金井啓子の現代進行形

エンマ大王はお見通し

2017年10月12日

 総選挙ファクトチェック開始

「ニュースのタネ」がファクトチェックの結果を示すために使うエンマ大王のイラスト

 8日に行われた党首討論会で、加計学園問題について日本記者クラブ企画委員から質問された際に、安倍首相は「国民はよくファクトチェックをしてほしい」と発言した。首相は朝日新聞を名指しし、衆参両院の閉会中審査に参考人として出席した加戸守行・前愛媛県知事の証言について「次の日には全く(報道)していない」と指摘したのだった。ちなみに、首相の今回の発言をめぐってさっそく“ファクトチェック”が行われ、朝日新聞は7月10日の閉会中審査翌日に加戸氏の発言を掲載していたことが、メディアで報じられた。

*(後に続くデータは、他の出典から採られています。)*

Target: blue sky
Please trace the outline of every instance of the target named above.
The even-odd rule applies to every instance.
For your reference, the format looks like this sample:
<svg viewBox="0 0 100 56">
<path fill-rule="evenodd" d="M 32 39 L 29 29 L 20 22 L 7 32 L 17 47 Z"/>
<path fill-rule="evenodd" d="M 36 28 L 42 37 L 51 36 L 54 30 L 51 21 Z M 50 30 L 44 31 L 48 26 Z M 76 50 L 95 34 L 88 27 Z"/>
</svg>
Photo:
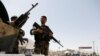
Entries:
<svg viewBox="0 0 100 56">
<path fill-rule="evenodd" d="M 79 46 L 92 46 L 100 49 L 100 0 L 2 0 L 9 16 L 20 16 L 31 4 L 39 5 L 31 11 L 27 23 L 22 29 L 27 38 L 34 41 L 29 34 L 34 22 L 40 24 L 40 17 L 46 15 L 47 25 L 54 32 L 55 38 L 61 41 L 64 48 L 54 41 L 50 42 L 51 50 L 78 49 Z M 99 50 L 100 51 L 100 50 Z"/>
</svg>

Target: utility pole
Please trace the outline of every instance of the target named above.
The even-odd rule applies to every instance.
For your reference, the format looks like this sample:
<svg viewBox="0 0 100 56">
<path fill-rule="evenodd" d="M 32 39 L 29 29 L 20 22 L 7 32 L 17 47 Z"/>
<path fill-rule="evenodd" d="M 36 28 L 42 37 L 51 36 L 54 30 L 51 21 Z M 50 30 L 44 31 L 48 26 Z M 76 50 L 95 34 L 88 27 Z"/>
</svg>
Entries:
<svg viewBox="0 0 100 56">
<path fill-rule="evenodd" d="M 93 41 L 93 56 L 95 56 L 95 41 Z"/>
</svg>

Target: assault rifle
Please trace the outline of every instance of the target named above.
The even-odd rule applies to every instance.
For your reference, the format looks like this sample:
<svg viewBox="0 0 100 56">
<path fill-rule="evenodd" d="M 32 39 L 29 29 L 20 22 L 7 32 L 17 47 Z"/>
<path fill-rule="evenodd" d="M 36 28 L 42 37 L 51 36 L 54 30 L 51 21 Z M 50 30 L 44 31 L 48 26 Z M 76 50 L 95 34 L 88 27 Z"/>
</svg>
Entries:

 22日投開票の総選挙に向け、候補者もその周辺もさまざまな発言を繰り広げている。その言説が事実に基づくかどうかを知ることは、有権者の投票行動に大きく影響する。フェイクニュースという言葉が頻繁に飛び交う今、首相も推奨するファクトチェック、つまり言説や情報の真偽を検証する活動は重要になっている。

 先月半ばの本コラムで、ファクトチェック・イニシアティブ(FIJ)という団体に私も関わっていると書いた。これは、協力する団体や個人を募り、ガイドラインを示して、ファクトチェックの概念を広めていくことを目指す団体だ。FIJの初めての活動として、総選挙に関わる言説のファクトチェックのプロジェクトを始めた。

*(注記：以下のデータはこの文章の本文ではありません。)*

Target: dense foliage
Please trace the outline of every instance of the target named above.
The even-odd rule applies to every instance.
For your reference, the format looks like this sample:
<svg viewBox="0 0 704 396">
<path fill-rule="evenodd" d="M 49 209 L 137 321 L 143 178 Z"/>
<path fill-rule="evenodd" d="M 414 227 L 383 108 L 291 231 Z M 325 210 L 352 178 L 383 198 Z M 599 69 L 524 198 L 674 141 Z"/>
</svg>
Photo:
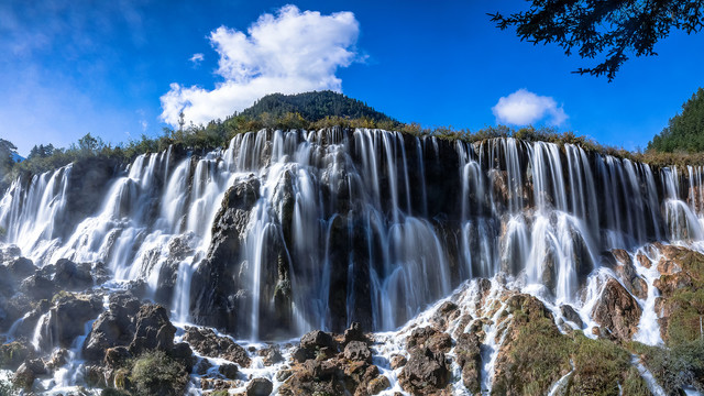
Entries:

 プロジェクトには複数のメディアが参加し、今回の総選挙に関連して事実かどうか疑いのある言説・情報について、自らの責任でファクトチェックを行い、それぞれのサイトで記事を発表する。そのうち、FIJの評価委員がガイドラインに一定程度準拠していると判断すると、FIJのサイトにも掲載される仕組みとなっている。

 今回のプロジェクトには、BuzzFeed Japan(古田大輔編集長)、GoHoo(楊井人文編集長)、Japan In―depth(安倍宏行総編集責任、山口一臣・本プロジェクト編集長)、ニュースのタネ(立岩陽一郎編集長)、ポリタス(津田大介編集長)が今のところ参加することになっている。既に、安倍首相や小池百合子東京都知事、松井一郎大阪府知事の発言などを対象にファクトチェックを始めた団体もある。

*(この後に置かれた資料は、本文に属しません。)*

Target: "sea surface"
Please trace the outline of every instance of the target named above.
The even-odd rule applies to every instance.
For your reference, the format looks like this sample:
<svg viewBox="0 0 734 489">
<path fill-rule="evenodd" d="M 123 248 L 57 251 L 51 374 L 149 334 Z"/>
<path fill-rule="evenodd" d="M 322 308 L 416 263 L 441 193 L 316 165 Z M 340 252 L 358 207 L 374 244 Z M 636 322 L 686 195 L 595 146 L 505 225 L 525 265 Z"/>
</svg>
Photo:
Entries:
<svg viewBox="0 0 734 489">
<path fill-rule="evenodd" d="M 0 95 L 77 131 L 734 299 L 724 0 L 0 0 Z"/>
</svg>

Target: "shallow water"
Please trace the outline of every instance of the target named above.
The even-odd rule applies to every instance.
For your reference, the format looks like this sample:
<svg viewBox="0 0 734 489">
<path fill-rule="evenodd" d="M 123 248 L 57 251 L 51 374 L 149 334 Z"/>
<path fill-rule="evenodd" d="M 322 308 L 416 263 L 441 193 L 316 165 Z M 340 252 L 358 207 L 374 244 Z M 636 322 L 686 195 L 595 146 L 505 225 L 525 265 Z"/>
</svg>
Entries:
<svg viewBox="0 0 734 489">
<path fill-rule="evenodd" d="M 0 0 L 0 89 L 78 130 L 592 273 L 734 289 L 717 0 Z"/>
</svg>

 ファクトチェックが盛んな米国のワシントンポスト紙では、ファクトチェックの結果をウソつきの象徴とされるピノキオの顔で示す。最もウソの度合いが激しければ「4ピノキオ」となる。これにならったのが、大阪を拠点とするニュースのタネ。ウソつきの舌を抜くエンマ大王の顔を使うことになった。

 「真っ赤なウソ」の場合には4人のエンマ大王が並ぶ。ちなみにこのエンマ大王は、東京都内の中学校に通う女の子が描いた。ファクトチェックの知名度が増すと同時に、このエンマ大王の顔も知られてほしいものだ。